SINGAPORE: Top oil exporter Saudi Arabia is expected to cut October prices for all grades sold to Asia, reflecting weak demand and a stronger Oman price marker, trade sources said on Monday.
Flagship Arab Light may also see the biggest cut in its official selling price (OSP) since February, a Reuters survey of four refiners showed.
Three of four respondents expect Arab Light's October OSP to be reduced by at least $1 a barrel, the biggest since a $1.30 cut in February.
Intermonth Dubai prices have flipped into contango until March 2015, reflecting weak prompt demand. In a contango structure, prompt prices are lower than those in future months.
The spread between the first and third month flipped to a 50-cent contango in August versus a backwardation of 71 cents in July, a trader said.
The OSP cuts will also be amplified by a stronger Oman price marker against Dubai in the past month, a second trader said.

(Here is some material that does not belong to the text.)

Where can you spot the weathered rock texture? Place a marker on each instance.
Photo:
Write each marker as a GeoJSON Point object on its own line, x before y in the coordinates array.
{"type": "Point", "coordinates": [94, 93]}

In the past month, Middle East crude for October loading mostly traded at discounts to their OSPs or to Dubai as Asian refiners cut output on weak margins and opted for cheaper supply from Russia, West Africa and Latin America.
"Demand is weak and it needs time to recover," a second trader said.
While margins for oil products in Asia have improved recently, refiners would need to assess their profits over a longer period in order to be confident enough to increase output, he said.
Saudi crude OSPs are usually released around the fifth of each month, and set the trend for Iranian, Kuwaiti and Iraqi prices.
State oil giant Saudi Aramco sets its crude prices based on recommendations from customers and after calculating the change in the value of its oil over the past month, based on yields and product prices.